И не только Руссо. Но так могут не все. Никто не мешал Федотову продолжать офицерскую службу, а в свободное время писать: и свободного времени было немало, и начальство поощряло его занятия. Однако он сменил службу на тяжелую жизнь живописца, хорошо представляя себе ее тернии.
Не мог и прекрасный писатель Александр Казбеги делить себя между литературой и лавкой под вывеской «Торговля Алек. Казбека здесь продается водка и вино». Не мог — и сошел с ума.
Не мог и Пиросманашвили.
Был Руссо-таможенник, но не могло быть Пиросманашвили-лавочника — ни целиком, ни наполовину. В самом этом делении себя пополам скрывалась ужасающая добропорядочность: воздать поровну и богу, и суете, плыть, держась одной рукой за берег, а значит — поверить суете больше, чем высшему призванию.
«Ему было противно торговать».
Историю его разорения рассказывают обычно с драматизмом, и драматизм этот мелок. К художнику прикладываются стандартные нормы существования, по которым богатым быть лучше, чем бедным. Удержись он при здравом смысле, и одним лавочником на свете стало бы больше. Но удержаться он не мог. И так ли уж важно — разорила ли его легендарная Маргарита, или реальный компаньон, или деревенская родня?
Он прожил уже две трети отпущенной ему жизни, он был немногим старше Гогена, бросившего службу в тридцать пять лет. Но он не знал, что осталась только треть. И не знал, как знал Гоген, что отныне полностью посвящает себя искусству.
И вообще, человек, живущий более чувством, чем рассудком, он ничего не взвешивал, ничего не решал и не делал выбора. Он просто сбросил с себя прошлую жизнь, как сбрасывают старое заношенное платье, и поплыл по течению, и жизнь получилась сама собой. Отныне у него не было ничего, но его ничто и не связывало — ни дом, ни семья, ни имущество, ни служба. Мог ли предложить ему большую свободу тот несвободный мир, в котором он существовал?
ЧАСТЬ ВТОРАЯ
Его новая жизнь была и устойчива, потому что шла по одному и тому же порядку изо дня в день, не зная сильных перемен и резких поворотов, и — неустойчива, потому что не давала ему ничего надежного, какой-то опоры и уверенности в завтрашнем дне. Это была жизнь в непрерывном труде и в непрерывном вдохновении, которые и не воспринимались им как труд и вдохновение, а были постоянным, естественным состоянием.
Жизнь его была необычна — необычна настолько, что мы вряд ли способны представить себе ее в деталях и в полноте конкретной ощутимости. Он был лишен почти всего, что составляет естественное бытие каждого человека. И в первую очередь — своего дома. «Если бы у меня было хоть сто рублей, оделся бы, нанял комнату и тогда бы писал…» «Если бы мне дали комнату, где можно было бы работать, и полотно, я бы вам за месяц написал десять-пятнадцать картин, лучших, чем те, которые у меня есть…» — не раз говаривал он, но то были слова, может быть самообман; свой дом ему не был нужен.

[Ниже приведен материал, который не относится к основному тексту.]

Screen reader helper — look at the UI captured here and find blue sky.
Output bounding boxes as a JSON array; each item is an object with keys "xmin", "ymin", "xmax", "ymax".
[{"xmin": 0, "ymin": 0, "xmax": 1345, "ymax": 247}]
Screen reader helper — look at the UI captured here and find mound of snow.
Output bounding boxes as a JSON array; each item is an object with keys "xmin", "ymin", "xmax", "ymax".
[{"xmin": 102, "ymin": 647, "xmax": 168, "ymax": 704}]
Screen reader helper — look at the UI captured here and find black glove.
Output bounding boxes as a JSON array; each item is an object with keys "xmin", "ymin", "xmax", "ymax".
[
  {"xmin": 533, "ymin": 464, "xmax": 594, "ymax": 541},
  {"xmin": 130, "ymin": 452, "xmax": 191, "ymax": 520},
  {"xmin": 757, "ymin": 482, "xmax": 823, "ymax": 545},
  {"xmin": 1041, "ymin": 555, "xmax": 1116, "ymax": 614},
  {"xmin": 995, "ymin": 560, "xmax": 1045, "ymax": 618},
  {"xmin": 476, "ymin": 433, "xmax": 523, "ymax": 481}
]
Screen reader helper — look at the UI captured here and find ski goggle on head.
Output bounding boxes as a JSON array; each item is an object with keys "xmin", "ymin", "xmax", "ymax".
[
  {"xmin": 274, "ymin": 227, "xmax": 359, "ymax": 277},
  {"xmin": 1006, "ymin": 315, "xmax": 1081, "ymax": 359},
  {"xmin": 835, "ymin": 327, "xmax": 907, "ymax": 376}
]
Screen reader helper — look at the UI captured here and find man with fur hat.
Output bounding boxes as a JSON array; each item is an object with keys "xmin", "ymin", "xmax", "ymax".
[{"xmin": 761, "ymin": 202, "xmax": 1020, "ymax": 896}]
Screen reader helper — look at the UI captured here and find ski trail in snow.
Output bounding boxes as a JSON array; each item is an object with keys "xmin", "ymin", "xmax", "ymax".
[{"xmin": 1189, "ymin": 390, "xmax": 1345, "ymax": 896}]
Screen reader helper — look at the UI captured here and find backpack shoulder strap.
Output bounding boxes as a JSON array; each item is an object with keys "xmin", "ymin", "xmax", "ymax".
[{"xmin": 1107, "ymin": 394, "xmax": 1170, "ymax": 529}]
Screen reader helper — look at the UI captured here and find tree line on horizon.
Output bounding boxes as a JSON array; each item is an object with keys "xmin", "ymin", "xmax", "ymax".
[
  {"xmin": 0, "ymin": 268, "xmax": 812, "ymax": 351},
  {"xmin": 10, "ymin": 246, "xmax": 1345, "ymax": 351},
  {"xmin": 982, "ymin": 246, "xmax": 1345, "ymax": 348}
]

Домом ему был город. Приходилось ему ночевать и в подъездах, в сравнении с которыми самый тесный и душный угол мог показаться уютным. Не раз посреди ночи его будили и выгоняли дворники — и хорошо еще, если по лености не вели в участок. Впрочем, от этого он не был защищен и ночуя в духане, когда устраивались облавы на беспаспортных и он просыпался от топота сапог, лязга металла и света фонаря, бьющего в лицо. Начинались переговоры с хозяином, и его всегда оставляли за оскорбительно ничтожную взятку — за угощение, за скромную мзду, сунутую в кулак, и все кончалось будто бы благополучно, но он сохранял такую острую неприязнь к полиции, какую может понять только бездомный и бесправный человек.
Город стал виден ему изнутри, открылся в каких-то новых свойствах, безразличных для всякого другого, а для Пиросманашвили жизненно важных. Некоторые районы как бы источали тепло — то были его районы; некоторые отталкивали холодом — то были районы чужие, не его.